- Born: April 1, 1917
- Died: October 24, 1998 (aged 81)
- Children: Leo Matiz, Sergio Matiz, Maya Matiz and Alejandra Matiz
- Website: https://www.fundacionleomatiz.org

= Leo Matiz =

Colombian photographer and artist (1917–1998)

Leonet Matiz Espinoza (April 1, 1917 – October 24, 1998) was a Colombian photographer, caricaturist, newspaper publisher, painter and gallery owner.

== Early life ==
Matiz was born in the small village of Aracataca in the Magdalena Department of Colombia to father Tulio Matiz and mother Eva Matiz. His hometown is also the birthplace of Gabriel García Márquez. He travelled widely and sold caricatures and illustrations to earn a living. In 1951, Matiz's gallery hosted the first exhibition of Colombian artist Fernando Botero with a showing of his paintings at the Bogotá gallery.

== Career ==
Matiz was known for his sense of style including a thick slightly long hair, colored jackets, and gangster style mustache. He had a robust laugh and carried his caricatures and drawings in a folder. He was at the center of the bohemian intellectualism of Bogotá, Caracas, Mexico City and other Latin American capital centers.

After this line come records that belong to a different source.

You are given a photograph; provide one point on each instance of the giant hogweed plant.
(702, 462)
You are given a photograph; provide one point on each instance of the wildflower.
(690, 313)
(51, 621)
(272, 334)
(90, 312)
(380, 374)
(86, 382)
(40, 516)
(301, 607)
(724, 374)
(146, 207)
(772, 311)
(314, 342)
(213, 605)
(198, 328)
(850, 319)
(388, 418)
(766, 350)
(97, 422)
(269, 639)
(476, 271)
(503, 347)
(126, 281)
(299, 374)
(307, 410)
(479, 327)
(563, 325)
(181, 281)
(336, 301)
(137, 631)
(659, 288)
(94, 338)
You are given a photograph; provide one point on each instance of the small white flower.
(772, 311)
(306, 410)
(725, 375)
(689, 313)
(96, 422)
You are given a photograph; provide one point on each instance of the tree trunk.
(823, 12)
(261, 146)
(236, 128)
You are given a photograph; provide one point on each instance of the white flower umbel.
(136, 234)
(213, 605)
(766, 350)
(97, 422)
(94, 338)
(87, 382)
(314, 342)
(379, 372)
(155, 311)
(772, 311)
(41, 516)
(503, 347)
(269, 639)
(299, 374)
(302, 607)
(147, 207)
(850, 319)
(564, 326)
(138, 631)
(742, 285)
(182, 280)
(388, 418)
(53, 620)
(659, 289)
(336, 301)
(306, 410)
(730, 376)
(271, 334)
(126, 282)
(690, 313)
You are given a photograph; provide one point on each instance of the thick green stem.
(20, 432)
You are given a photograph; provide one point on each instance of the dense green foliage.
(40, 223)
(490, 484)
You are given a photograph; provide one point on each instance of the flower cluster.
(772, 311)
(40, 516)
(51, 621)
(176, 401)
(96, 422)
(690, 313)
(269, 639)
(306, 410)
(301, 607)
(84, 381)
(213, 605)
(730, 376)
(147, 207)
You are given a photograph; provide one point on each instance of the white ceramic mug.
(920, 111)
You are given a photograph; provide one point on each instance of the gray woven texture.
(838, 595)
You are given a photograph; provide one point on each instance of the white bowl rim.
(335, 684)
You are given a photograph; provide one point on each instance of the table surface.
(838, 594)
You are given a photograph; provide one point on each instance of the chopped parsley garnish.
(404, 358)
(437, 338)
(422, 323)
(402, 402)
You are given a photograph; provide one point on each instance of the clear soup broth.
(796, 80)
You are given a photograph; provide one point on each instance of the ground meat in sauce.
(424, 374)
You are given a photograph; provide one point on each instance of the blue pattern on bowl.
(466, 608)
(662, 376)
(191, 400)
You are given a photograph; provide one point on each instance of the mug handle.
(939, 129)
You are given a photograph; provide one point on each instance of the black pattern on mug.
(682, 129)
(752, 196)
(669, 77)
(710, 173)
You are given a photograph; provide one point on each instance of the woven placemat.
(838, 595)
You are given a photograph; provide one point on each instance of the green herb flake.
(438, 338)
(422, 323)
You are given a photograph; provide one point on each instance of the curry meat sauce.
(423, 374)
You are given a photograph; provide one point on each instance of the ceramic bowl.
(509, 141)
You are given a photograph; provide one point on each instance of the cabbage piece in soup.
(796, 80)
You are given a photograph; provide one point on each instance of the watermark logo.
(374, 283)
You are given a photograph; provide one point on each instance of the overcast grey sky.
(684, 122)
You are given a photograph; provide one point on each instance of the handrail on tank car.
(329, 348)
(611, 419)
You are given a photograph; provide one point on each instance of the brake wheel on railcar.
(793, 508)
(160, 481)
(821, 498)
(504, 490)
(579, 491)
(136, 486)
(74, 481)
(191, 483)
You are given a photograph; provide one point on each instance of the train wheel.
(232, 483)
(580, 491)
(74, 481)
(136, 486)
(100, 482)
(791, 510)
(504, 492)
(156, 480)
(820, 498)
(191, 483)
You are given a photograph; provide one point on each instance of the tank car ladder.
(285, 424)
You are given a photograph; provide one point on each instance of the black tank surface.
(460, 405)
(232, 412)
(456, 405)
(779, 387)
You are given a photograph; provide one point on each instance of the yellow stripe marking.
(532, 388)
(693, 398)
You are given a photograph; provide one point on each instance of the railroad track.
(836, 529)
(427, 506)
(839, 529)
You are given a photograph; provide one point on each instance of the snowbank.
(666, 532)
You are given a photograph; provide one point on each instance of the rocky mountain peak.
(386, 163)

He photographed Frida Kahlo, Diego Rivera, Esther Williams, Janice Logan, David Alfaro Siqueiros, the first castings of María Félix, Luis Buñuel, Marc Chagall, Louis Armstrong, Álvaro Mutis, Pablo Neruda, Walt Disney, Enrique Santos Montejo, “Calibán”, Lucho Bermúdez, Agustín Lara, Gabriel Figueroa, Esther Fernandez, José Clemente Orozco, Mario Moreno Cantinflas, and Dolores del Río.

He was influenced by Mexican cinema, geography, architecture, history, muralism, and history as well as the artists Gustave Doré, George Grozt, Nadar and Guadalupe Posada. He was a photographer for Asi, Life, Reader's Digest, Harper Magazine, Look and Norte. He had a high profile and intense dispute with David Alfaro Siqueiros.

== Exhibitions ==
- 2013: "Leo Matiz, Gazing at the Infinite." Colombian National Museum, Bogotá (April 4, 2013 – May 19, 2013)
- 2001: “Retrospective. Rare photographs from the Estate of Leo Matiz.” Curated by James Cavello (May 3 - June 28) WESTWOOD GALLERY NYC

== Personal life ==
Later in life, Matiz lost an eye after a robber hit him with a wooden stick and tried to steal his camera and bicycle. He continued photographing with an eye patch.
Matiz died in Bogotá, Colombia, on October 24, 1998. The Foundation Leo Matiz was established to preserve his legacy.